Encore plus banalement, plus facilement, plus paresseusement, les moyens qu'utilise Jaume Cabré, sous une apparente complexité de trames narratives, de multiplication de personnages et de détails, sont d'une simplicité résolument journalistique (1) : nous suivons les pérégrinations, dans une histoire pour le moins agitée mais en fait résolument linéaire, d'un violon d'exception (2) dans les mains de ses différents possesseurs, dont le père du personnage principal, Adrià, Fèlix Ardèvol i Guiterres, marchand d'antiquités monomaniaque (cf. p. 417) peu scrupuleux. Idée fixe de cette littérature romanesque de langue espagnole, ou bien, ici, catalane, à tropisme très fortement européen, qui ne pourra que plaire aux commis journalistiques tout désireux d'exemplarité politique, l'histoire racontée embrasse la vieille Europe des bûchers, notre époque, la Guerre civile et aussi la Shoah, comme le montre l'exemple de Dans l'obscur royaume du Hongrois Giorgio Pressburger, ou encore celui des Soldats de Salamine de Javier Cercas.
Dans tous les cas, l'effort mémoriel, dont le héros du roman incarne la condition tragique puisqu'il oubliera non seulement tout ce qu'il a écrit (qui pourra même être réutilisé par son meilleur ami, écrivain raté, et sous le nom de ce dernier !), mais jusqu'à sa propre identité (cf. p. 433), n'a pour seule fin que de battre en brèche, fût-ce un seul instant, l'inexorable progression du Mal absolu (cf. p. 435). Intention au demeurant louable, qui range la conception que se fait Jaume Cabré de la littérature du côté d'un art qui n'est pas uniquement un jeu (cf. p. 472) mais une véritable quête existentielle, mais, Dieu quelle lourdeur didactique, bien résumée par ce type de déclaration d'intention digne de figurer dans une copie de dissertation philosophique ! : «Nous sommes une communauté qui vit accrochée sur un rocher qui navigue au milieu de l'espace, comme si nous étions sans cesse à la recherche d'un Dieu au milieu du brouillard» (p. 525).
Je sais bien que ce genre de phrase, pour le moins naïve sinon ridiculement scolaire, peut être trouvé sous la plume des plus grands romanciers, de Faulkner à Lowry en passant par Melville, Conrad ou Stevenson, mais elle est alors immédiatement rachetée, comme fondue, dans une écriture qui ne passe pas son temps à nous démontrer sa facilité technique, ses petits tours de passe-passe, comme l'exemplifie le remarquable Un endroit où aller de Robert Penn Warren qui, par ses thématiques et l'histoire de son personnage principal, présente plus d'un point commun avec le texte de Jaume Cabré, sans jamais sombrer dans le pesant didactisme du Catalan.

Notes
(1) Jaume Cabré, Confiteor (traduction du catalan par Edmond Raillard, Actes Sud, 2013).
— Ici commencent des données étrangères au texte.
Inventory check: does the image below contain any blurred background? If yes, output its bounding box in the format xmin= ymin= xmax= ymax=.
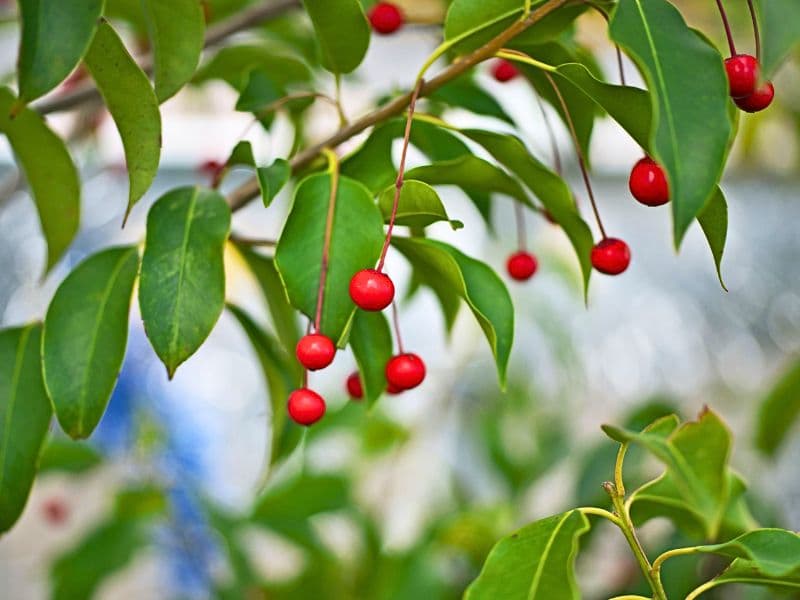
xmin=0 ymin=0 xmax=800 ymax=600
Donnons un exemple de cette pseudo-complexité, non seulement narrative mais, ici, stylistique, par un procédé qui ne fait sensation qu'une seule fois et qui est hélas utilisé constamment tout au long de plusieurs centaines de pages : «Ce n'est que six semaines plus tard, quand ils commencèrent à démonter l'échafaudage, que le frère Gabriel lui dit qu'il savait une chose que, si je ne me trompe, tu vas être très content d'apprendre» (p. 94), la suite immédiate du texte incluant, du coup, un dialogue entre deux protagonistes qui nous est de la sorte donné in medias res, sans la moindre transition. Par cette espèce de court-circuit ne mobilisant tout de même pas une folle énergie inventive, Jaume Cabré s'évite l'utilisation complexe, forcément hasardeuse, de procédés plus subtils afin d'entremêler plusieurs strates temporelles. Autre exemple, dont la clé nous est d'entrée de jeu donnée par le titre du roman : l'usage du latin, non seulement pour monodiquement répéter confiteor par nos personnages en quête de rédemption («Tu peux réparer maintenant un mal qui a été commis», p. 590; «Et je ne peux pas réparer le mal qu'a fait mon père ?», p. 729, etc.), mais pour titrer les sept chapitres du roman. Sans doute cet usage du latin renforce-t-il un double ancrage : dans une tradition humaniste fort lointaine dont se réclame à l'évidence l'écrivain et dans une espèce de trame ésotérique censés constituer une dimension interprétative supplémentaire, forcément occultée aux yeux du tout-venant. Il fallait, pour compléter ce tableau qui aura coupé le souffle de nos journalistes incultes, une petite mise en abyme, que Jaume Cabré nous donne plaisamment en fait de son personne principal l'auteur d'une Histoire du mal, au verso de laquelle il est censé écrire sa propre confession à savoir, l'histoire que nous lisons. C'est cette confession d'Adrià qui sera signée, sous son propre nom, par son meilleur ami, Bernat Pensa i Punsoda.
(2) Motif dédoublé dans celui de la médaille représentant les traits d'une Madone de Pardàc.